Archetypical “push the band critical point” mechanism for peaking of the density of states in three-dimensional crystals: Theory and case study of cubic H3S

Abstract

The point of zero gradient of the electronic band structure, the critical point, generally induces the singularity in the density of states (DOS), but no isolated critical point yields strict divergence of the DOS in three dimensions, differently from the lower-dimensional cases. In view of the band structure as a smooth hypersurface on the reciprocal space, we discuss the minimal deformation of the band structure that yields nondivergent but large sharp DOS peaks in three dimensions. By ``pushing down'' the energy level at the second-order saddle point (maximum), a continuous closed loop of saddle points (sphere of maxima) encircling the original position of the saddle point (maximum) emerges, with which the DOS peak is formed. Being high-dimensional features, the saddle loop and extremum shell thus formed are difficult to locate with standard band structure analysis on linear $\mathbf{k}$-point paths.

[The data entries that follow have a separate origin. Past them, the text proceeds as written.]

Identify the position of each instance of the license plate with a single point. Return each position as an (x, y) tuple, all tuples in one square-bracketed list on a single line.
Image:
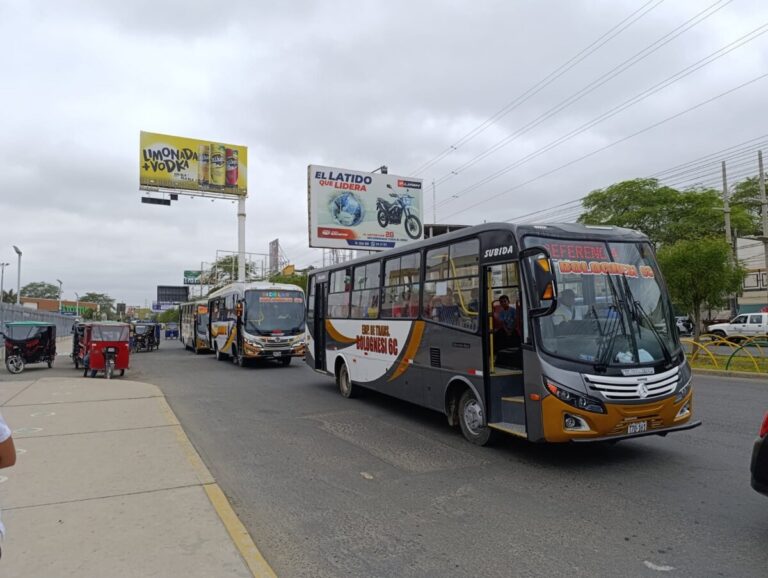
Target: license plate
[(637, 427)]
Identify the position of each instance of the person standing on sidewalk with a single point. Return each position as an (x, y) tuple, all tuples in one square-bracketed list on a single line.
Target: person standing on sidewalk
[(7, 457)]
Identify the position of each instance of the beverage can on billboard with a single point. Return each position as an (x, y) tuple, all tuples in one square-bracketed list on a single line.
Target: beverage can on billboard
[(190, 166), (203, 165), (218, 165), (231, 158), (361, 210)]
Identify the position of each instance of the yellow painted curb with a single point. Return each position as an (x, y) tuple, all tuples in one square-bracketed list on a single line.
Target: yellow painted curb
[(240, 536), (256, 563)]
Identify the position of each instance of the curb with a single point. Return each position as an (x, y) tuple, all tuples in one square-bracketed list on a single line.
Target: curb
[(729, 373), (242, 540)]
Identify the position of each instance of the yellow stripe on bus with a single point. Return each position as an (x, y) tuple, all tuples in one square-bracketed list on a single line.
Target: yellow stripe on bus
[(335, 335), (410, 350)]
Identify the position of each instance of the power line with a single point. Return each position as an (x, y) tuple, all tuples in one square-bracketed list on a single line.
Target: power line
[(749, 37), (621, 140), (543, 83), (576, 203), (593, 85)]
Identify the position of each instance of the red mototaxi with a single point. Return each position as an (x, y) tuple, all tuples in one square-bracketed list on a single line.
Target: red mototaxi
[(101, 341)]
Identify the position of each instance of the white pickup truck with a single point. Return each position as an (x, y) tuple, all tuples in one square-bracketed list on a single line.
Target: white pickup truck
[(744, 325)]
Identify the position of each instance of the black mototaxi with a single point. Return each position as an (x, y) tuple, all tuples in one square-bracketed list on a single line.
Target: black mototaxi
[(29, 342)]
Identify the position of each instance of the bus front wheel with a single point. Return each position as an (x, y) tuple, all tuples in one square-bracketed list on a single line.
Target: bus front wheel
[(471, 420), (345, 383)]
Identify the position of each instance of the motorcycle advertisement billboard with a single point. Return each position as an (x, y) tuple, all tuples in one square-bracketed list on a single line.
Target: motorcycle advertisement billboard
[(191, 165), (360, 210)]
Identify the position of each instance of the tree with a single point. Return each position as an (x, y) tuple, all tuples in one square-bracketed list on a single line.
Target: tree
[(665, 214), (169, 315), (41, 290), (105, 302), (746, 195), (700, 273)]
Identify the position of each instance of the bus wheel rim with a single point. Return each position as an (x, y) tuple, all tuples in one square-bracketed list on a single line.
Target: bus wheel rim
[(473, 417)]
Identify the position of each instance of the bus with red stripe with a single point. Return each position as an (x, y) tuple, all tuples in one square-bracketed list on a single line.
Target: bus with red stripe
[(552, 333)]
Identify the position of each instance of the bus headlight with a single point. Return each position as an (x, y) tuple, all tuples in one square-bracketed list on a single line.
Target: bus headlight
[(681, 395), (577, 400)]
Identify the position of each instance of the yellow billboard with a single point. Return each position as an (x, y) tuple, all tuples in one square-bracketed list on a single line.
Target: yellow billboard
[(191, 165)]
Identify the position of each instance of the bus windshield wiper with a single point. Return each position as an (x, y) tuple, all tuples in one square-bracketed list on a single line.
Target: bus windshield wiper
[(610, 335), (639, 308)]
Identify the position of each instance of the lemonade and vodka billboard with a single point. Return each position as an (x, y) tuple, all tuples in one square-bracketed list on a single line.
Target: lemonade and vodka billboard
[(191, 165), (360, 210)]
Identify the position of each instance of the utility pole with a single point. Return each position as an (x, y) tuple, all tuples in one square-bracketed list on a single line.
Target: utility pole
[(764, 205), (2, 279), (728, 237), (434, 203)]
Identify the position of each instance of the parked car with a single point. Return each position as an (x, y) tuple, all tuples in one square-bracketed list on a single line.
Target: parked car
[(684, 324), (744, 325), (760, 460)]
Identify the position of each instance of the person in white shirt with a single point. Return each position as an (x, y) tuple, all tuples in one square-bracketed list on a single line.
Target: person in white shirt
[(7, 456), (565, 307)]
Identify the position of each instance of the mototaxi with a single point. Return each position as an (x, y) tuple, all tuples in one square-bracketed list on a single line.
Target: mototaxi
[(104, 347), (29, 342)]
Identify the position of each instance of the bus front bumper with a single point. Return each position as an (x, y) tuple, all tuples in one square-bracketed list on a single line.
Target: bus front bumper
[(252, 352), (620, 421)]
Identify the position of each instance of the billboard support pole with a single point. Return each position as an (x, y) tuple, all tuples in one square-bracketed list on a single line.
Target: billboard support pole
[(241, 239)]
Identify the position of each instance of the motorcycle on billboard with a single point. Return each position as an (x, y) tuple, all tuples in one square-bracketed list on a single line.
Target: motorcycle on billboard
[(357, 210)]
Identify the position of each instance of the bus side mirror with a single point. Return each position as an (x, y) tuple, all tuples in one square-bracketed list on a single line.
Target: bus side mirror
[(542, 283)]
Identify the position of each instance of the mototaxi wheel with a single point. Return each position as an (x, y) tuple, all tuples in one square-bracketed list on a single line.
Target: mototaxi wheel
[(413, 226), (14, 364)]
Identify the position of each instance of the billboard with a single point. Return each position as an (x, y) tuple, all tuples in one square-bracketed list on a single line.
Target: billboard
[(193, 277), (172, 294), (191, 165), (361, 210)]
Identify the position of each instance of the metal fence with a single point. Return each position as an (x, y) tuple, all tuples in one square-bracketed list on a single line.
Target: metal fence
[(10, 313)]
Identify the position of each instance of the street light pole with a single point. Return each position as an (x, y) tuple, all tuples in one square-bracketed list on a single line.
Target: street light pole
[(60, 284), (18, 277), (2, 279)]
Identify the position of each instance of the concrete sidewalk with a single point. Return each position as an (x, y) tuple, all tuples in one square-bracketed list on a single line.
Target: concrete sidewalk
[(107, 484)]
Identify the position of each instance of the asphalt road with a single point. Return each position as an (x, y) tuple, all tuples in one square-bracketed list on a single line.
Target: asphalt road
[(376, 487)]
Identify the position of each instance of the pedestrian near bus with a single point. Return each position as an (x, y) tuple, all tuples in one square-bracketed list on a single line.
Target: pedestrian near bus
[(7, 457)]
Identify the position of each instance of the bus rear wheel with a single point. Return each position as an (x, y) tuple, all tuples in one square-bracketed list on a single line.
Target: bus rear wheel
[(471, 420), (345, 382)]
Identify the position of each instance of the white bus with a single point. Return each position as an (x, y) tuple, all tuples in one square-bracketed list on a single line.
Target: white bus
[(193, 319), (257, 321)]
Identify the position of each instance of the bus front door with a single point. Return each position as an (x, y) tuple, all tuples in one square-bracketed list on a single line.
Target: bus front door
[(321, 297)]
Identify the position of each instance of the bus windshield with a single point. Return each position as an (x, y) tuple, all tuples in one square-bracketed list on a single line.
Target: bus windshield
[(612, 308), (268, 312)]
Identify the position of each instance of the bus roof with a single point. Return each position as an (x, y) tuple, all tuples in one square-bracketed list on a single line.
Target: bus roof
[(241, 288), (555, 230)]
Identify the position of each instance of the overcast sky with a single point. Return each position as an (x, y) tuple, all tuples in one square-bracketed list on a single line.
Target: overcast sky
[(348, 84)]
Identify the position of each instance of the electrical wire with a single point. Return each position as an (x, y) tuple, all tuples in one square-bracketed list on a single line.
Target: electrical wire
[(745, 39), (619, 141), (591, 86), (543, 83)]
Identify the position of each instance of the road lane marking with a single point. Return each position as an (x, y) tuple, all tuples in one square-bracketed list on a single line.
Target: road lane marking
[(658, 568)]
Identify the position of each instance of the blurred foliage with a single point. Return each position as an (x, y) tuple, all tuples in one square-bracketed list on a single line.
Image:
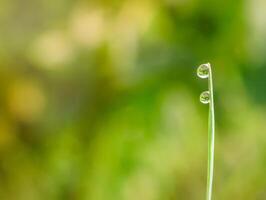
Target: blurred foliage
[(99, 99)]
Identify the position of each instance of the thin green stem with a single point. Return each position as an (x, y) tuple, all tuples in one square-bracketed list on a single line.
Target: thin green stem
[(211, 137)]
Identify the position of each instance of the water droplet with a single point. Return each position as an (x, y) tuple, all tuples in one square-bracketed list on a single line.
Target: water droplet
[(203, 70), (205, 97)]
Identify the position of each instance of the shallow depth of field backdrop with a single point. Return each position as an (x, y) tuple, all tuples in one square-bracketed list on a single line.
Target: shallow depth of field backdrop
[(99, 100)]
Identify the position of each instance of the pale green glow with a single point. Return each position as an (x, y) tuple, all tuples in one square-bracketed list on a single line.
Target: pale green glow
[(205, 71)]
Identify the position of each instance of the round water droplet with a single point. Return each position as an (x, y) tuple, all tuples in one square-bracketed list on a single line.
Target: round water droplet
[(203, 70), (205, 97)]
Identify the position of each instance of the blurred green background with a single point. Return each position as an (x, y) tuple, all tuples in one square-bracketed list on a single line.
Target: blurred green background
[(99, 100)]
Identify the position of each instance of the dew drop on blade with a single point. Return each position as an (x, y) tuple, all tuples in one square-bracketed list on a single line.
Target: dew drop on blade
[(205, 97), (203, 70)]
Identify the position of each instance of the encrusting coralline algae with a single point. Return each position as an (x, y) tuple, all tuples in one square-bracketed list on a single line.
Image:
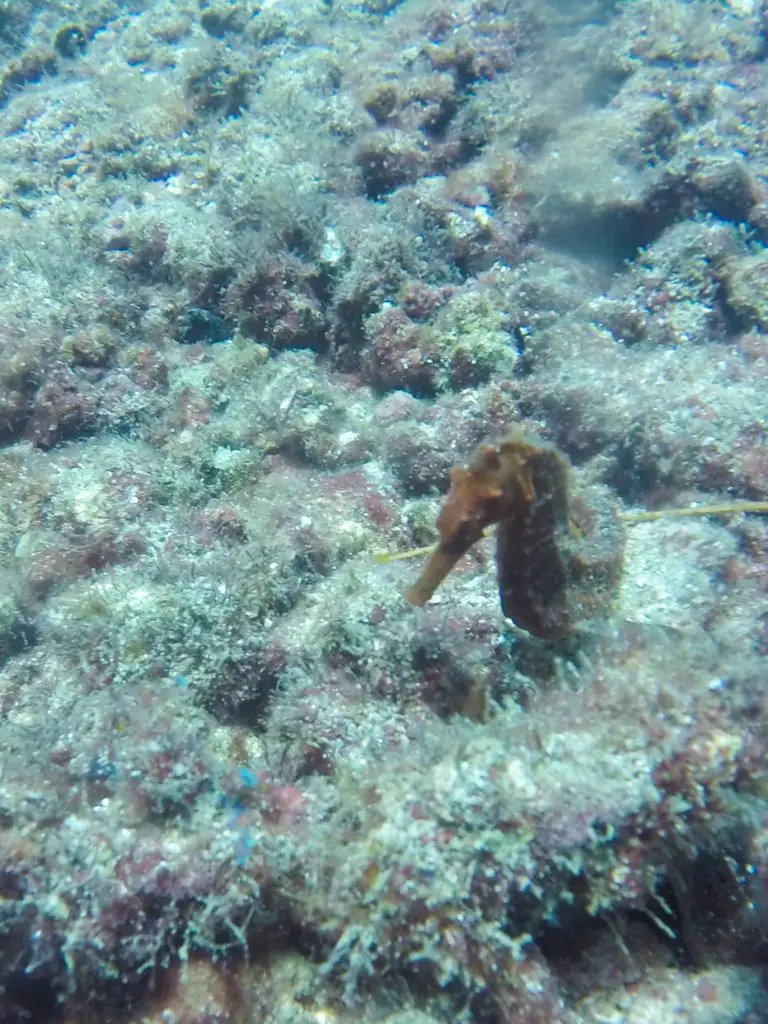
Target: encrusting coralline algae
[(270, 273)]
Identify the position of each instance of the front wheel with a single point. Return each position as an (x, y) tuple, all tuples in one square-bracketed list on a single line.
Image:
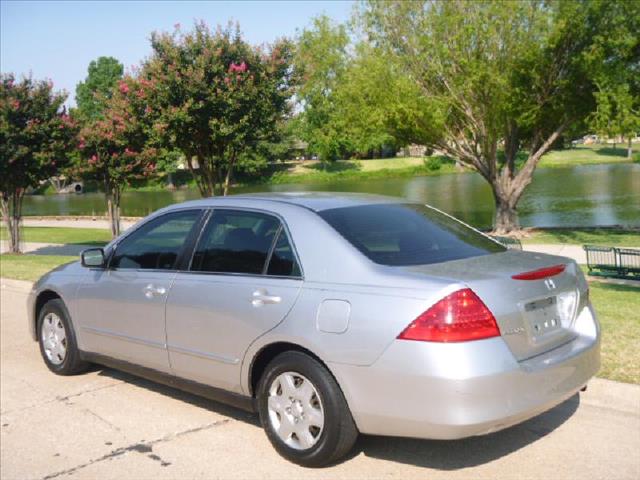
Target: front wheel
[(303, 411), (57, 340)]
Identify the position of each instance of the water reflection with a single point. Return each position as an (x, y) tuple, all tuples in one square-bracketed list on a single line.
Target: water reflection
[(578, 196)]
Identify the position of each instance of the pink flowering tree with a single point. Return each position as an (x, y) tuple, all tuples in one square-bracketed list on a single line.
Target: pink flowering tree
[(114, 147), (36, 139), (214, 98)]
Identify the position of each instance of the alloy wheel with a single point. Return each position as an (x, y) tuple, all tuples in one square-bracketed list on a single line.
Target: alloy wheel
[(295, 410)]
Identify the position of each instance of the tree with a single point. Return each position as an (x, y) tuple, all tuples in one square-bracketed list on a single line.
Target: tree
[(114, 148), (377, 105), (321, 60), (36, 135), (92, 94), (617, 113), (502, 77), (214, 98)]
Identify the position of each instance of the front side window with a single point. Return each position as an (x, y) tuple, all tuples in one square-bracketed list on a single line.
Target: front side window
[(406, 234), (235, 242), (156, 245)]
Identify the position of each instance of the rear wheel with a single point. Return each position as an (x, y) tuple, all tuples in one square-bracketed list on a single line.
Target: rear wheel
[(57, 340), (303, 411)]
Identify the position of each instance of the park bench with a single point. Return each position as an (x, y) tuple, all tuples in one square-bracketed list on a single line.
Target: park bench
[(613, 261), (510, 243)]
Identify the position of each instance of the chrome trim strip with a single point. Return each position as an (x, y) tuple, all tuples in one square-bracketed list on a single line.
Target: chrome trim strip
[(208, 356), (140, 341)]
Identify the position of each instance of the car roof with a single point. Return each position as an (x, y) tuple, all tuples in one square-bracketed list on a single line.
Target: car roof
[(316, 201)]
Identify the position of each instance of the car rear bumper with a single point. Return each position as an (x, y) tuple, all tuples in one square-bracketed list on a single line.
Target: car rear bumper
[(457, 390)]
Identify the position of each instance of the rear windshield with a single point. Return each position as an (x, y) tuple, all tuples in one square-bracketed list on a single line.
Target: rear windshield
[(407, 234)]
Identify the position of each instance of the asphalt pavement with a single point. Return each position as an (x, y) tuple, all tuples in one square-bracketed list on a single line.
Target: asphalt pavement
[(106, 424)]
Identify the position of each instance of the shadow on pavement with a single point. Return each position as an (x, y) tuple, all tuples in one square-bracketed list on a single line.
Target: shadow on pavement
[(436, 454), (71, 249), (196, 401), (468, 452)]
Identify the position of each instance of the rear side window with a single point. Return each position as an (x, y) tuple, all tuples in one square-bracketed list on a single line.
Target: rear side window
[(406, 234), (283, 261), (235, 242), (156, 245)]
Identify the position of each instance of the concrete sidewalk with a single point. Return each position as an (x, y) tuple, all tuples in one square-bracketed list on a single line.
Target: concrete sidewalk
[(35, 248), (76, 223), (564, 250), (106, 424)]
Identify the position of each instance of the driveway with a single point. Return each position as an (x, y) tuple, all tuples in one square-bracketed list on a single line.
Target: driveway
[(106, 424)]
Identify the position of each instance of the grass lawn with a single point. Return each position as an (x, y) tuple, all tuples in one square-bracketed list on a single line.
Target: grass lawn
[(587, 155), (604, 236), (30, 267), (313, 171), (84, 236), (617, 307)]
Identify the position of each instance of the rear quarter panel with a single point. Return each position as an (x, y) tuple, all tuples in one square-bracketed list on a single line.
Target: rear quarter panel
[(377, 315)]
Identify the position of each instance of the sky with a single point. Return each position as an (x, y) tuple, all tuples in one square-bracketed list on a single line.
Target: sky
[(56, 40)]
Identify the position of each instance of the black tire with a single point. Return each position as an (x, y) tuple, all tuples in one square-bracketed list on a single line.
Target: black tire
[(72, 363), (339, 432)]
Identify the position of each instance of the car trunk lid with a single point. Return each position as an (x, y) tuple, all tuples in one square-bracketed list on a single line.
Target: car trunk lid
[(535, 314)]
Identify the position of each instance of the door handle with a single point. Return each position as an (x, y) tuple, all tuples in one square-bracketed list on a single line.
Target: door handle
[(150, 291), (261, 297)]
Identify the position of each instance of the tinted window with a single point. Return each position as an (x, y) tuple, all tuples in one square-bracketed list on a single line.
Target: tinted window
[(235, 242), (283, 261), (157, 244), (400, 234)]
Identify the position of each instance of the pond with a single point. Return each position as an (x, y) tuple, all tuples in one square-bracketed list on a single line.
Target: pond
[(586, 195)]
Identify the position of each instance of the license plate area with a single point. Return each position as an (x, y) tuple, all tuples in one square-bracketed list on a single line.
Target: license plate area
[(542, 316)]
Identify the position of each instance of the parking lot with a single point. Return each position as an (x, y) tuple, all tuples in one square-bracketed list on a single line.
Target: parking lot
[(106, 424)]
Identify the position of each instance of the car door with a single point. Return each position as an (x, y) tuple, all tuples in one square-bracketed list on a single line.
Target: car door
[(120, 309), (243, 280)]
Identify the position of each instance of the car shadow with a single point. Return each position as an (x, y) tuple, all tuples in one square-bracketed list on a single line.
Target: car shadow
[(176, 394), (469, 452), (436, 454)]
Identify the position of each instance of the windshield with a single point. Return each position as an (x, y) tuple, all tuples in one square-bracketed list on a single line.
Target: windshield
[(408, 234)]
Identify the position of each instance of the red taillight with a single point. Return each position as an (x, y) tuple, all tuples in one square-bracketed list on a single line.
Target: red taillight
[(541, 273), (458, 317)]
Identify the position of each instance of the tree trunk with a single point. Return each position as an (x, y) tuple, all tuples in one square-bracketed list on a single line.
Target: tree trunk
[(113, 210), (506, 219), (227, 179), (12, 214)]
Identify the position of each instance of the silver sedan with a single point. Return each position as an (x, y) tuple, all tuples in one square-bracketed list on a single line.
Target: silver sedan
[(328, 314)]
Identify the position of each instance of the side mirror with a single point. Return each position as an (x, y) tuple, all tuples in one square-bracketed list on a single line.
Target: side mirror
[(92, 258)]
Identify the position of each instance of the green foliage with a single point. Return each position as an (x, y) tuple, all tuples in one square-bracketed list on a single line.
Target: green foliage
[(36, 134), (432, 163), (214, 98), (114, 147), (511, 73), (92, 94), (321, 61)]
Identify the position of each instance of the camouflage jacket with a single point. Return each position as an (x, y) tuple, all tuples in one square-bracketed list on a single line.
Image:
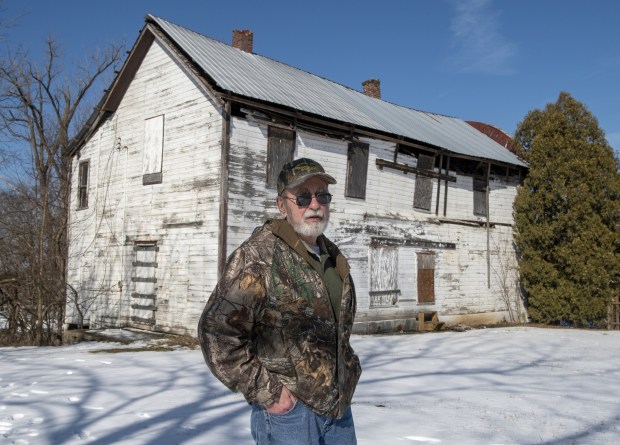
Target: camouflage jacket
[(269, 322)]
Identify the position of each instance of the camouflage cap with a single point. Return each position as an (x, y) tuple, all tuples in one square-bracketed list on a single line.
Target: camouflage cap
[(299, 170)]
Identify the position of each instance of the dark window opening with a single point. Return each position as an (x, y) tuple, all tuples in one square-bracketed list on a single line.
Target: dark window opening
[(480, 197), (357, 170), (83, 184), (280, 150)]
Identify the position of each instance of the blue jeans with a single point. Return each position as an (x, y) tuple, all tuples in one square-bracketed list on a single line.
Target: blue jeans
[(301, 426)]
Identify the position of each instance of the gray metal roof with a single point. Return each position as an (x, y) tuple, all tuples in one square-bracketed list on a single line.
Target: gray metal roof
[(258, 77)]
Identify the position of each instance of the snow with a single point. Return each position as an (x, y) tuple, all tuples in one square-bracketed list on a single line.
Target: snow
[(517, 385)]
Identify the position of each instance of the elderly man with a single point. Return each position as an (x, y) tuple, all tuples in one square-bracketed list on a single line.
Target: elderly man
[(277, 326)]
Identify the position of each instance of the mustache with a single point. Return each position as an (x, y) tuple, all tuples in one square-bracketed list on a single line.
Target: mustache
[(310, 213)]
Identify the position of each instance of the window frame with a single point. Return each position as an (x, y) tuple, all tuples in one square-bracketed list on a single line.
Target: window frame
[(423, 188), (357, 169), (426, 277), (153, 150), (280, 151), (82, 185)]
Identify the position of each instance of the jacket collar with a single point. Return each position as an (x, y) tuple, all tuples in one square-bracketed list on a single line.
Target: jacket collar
[(283, 230)]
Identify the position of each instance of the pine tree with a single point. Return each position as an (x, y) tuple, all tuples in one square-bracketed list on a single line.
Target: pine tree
[(567, 215)]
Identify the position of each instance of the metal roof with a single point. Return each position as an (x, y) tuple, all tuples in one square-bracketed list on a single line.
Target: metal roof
[(258, 77)]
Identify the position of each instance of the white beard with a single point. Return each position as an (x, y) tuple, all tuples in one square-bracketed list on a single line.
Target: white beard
[(312, 229)]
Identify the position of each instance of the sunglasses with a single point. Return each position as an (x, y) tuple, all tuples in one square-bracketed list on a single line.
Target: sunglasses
[(304, 199)]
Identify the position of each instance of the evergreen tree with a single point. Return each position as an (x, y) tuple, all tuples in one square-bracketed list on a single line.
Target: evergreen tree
[(567, 215)]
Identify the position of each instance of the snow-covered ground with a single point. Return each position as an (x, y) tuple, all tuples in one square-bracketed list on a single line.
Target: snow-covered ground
[(480, 387)]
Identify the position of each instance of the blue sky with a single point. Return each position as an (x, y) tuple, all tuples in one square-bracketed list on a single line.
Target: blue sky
[(483, 60)]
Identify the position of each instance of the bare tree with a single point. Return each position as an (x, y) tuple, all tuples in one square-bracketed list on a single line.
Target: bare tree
[(505, 270), (41, 107)]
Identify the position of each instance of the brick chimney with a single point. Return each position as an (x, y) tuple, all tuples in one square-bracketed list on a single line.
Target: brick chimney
[(372, 88), (243, 39)]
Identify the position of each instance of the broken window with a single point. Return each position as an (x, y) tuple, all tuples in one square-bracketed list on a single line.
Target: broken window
[(384, 290), (153, 150), (144, 295), (83, 169), (423, 192), (426, 277), (480, 197), (357, 170), (280, 150)]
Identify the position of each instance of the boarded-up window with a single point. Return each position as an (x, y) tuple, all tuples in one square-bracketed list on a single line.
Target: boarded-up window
[(153, 150), (357, 170), (480, 197), (423, 192), (384, 290), (83, 170), (280, 150), (426, 277), (144, 295)]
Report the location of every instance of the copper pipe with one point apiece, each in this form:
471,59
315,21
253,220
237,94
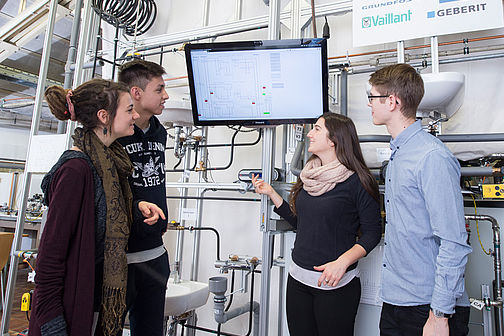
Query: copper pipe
485,38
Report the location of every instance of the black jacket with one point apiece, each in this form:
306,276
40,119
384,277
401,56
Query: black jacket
147,153
327,225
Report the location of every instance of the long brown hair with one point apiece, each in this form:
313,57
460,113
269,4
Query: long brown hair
343,134
88,98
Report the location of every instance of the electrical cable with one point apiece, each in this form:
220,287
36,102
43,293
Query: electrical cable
477,227
135,16
191,228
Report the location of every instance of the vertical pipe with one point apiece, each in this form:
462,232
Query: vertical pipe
314,22
267,240
344,92
72,51
400,52
13,191
44,66
199,206
268,159
179,246
487,312
78,77
281,285
238,10
435,54
499,323
206,11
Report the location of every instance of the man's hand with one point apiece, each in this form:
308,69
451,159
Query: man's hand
151,212
436,326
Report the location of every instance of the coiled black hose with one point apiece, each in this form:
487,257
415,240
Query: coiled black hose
131,15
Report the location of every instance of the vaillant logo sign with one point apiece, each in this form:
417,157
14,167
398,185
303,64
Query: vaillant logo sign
456,8
381,4
386,19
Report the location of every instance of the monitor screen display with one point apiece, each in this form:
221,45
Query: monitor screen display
264,82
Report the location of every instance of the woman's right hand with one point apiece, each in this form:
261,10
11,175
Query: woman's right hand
261,187
264,188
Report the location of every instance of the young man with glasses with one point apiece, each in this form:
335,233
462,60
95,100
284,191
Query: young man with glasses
425,237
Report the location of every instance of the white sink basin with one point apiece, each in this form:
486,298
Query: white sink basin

The Lifshitz transition occurring over a linear or planar manifold is discussed as an indicator of such features. We also find that the celebrated DOS peak in the recently discovered superconducting hydride ${\mathrm{H}}_{3}\mathrm{S}$ originates from the saddle loop. On this basis, we successfully extract the minimal model that explains how the DOS peak is formed. Our theory characterizes a large class of DOS peaks sometimes found in the three-dimensional electronic structures, building a basis for profound understanding of their origins.